Algo similar podemos decir ocurre cuando echamos una mirada general al siglo pasado. Retrospectivamente, el mismo expresa una crítica demoledora a esa forma mecánica de apreciar los eventos que creía que las cosas irían ineluctablemente para un solo y mismo lugar: un progreso sin fin coronado por el socialismo; algo que muchísimos autores han criticado.
Ya el desencadenamiento de la Primera Guerra Mundial había puesto sobre el tapete una crítica radical a esta visión esquemática del progreso poniendo sobre el tapete la capacidad destructiva del capitalismo.
Una “guerra industrializada” donde la retaguardia fue tan o más importante que el frente y cuya capacidad para generar decesos en masa no tenía antecedentes. Sólo basta pensar en batallas como Verdún o el Somme (perecieron en ellas entre medio millón y un millón de soldados en cada una), para entender de lo que estamos hablando.
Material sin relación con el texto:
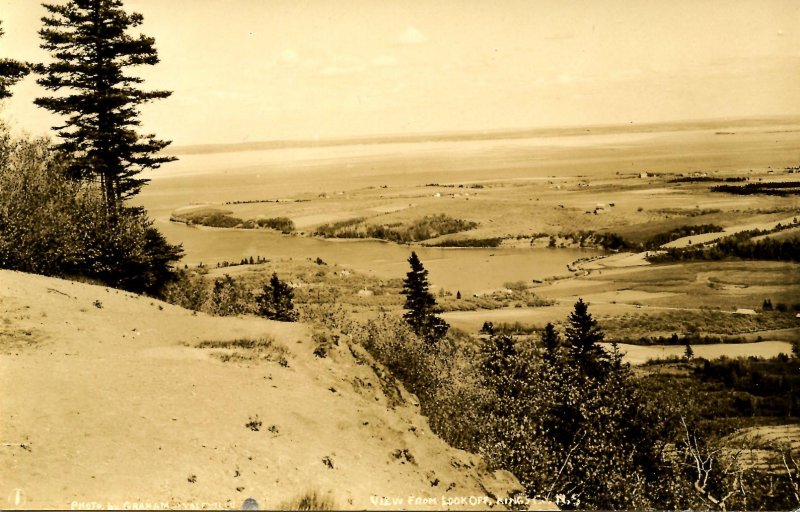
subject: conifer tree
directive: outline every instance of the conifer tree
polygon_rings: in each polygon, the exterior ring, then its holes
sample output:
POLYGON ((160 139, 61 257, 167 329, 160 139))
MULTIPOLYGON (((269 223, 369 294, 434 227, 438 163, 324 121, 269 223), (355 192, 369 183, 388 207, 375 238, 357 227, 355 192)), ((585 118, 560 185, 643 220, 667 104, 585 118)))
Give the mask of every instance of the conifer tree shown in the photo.
POLYGON ((597 320, 589 313, 589 305, 578 299, 575 309, 567 318, 564 338, 569 344, 569 360, 583 373, 598 377, 608 369, 609 357, 600 342, 605 334, 597 320))
MULTIPOLYGON (((3 22, 0 21, 0 37, 3 37, 3 22)), ((30 66, 13 59, 0 58, 0 100, 11 97, 9 90, 30 72, 30 66)))
POLYGON ((685 357, 687 361, 691 361, 694 357, 694 350, 692 350, 688 339, 686 340, 686 349, 683 351, 683 357, 685 357))
POLYGON ((436 316, 439 309, 436 306, 436 299, 428 290, 428 271, 422 266, 416 252, 411 253, 408 263, 411 265, 411 271, 406 274, 403 291, 400 292, 406 296, 404 308, 407 311, 403 314, 403 318, 417 335, 436 343, 445 337, 450 326, 436 316))
POLYGON ((41 47, 53 62, 37 66, 38 83, 56 93, 35 103, 66 117, 54 127, 58 148, 71 157, 70 175, 99 181, 106 206, 113 210, 136 195, 146 169, 175 160, 158 153, 169 145, 140 134, 139 107, 168 97, 168 91, 145 91, 130 68, 158 63, 155 40, 128 32, 142 24, 121 0, 69 0, 44 4, 48 15, 39 31, 41 47))
POLYGON ((558 346, 561 344, 556 328, 551 323, 544 326, 542 332, 542 346, 544 347, 544 357, 548 361, 558 359, 558 346))
POLYGON ((258 314, 270 320, 294 322, 297 320, 297 312, 294 311, 293 299, 292 288, 273 273, 269 282, 264 285, 261 295, 256 297, 258 314))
Cuando comenzaba el baño de sangre de la primera guerra imperialista, Rosa Luxemburgo recuperaba de manera brillante la sentencia de Engels citada al comienzo de esta nota: la historia se desarrolla alrededor de posibles cursos alternativos cuya resultante es el socialismo o la barbarie. Engels no hacía más que retomar una sentencia del Manifiesto Comunista, donde se señalaba que las sociedades podían tener una superación progresiva o terminar con el hundimiento de sus contendientes. Esto es lo que había ocurrido cuando el final del esclavismo: la caída del Imperio Romano no tuvo una progresión superadora sino que dio lugar a la fragmentación de la economía, el territorio y el poder, situación dominante a lo largo de varios siglos[ii].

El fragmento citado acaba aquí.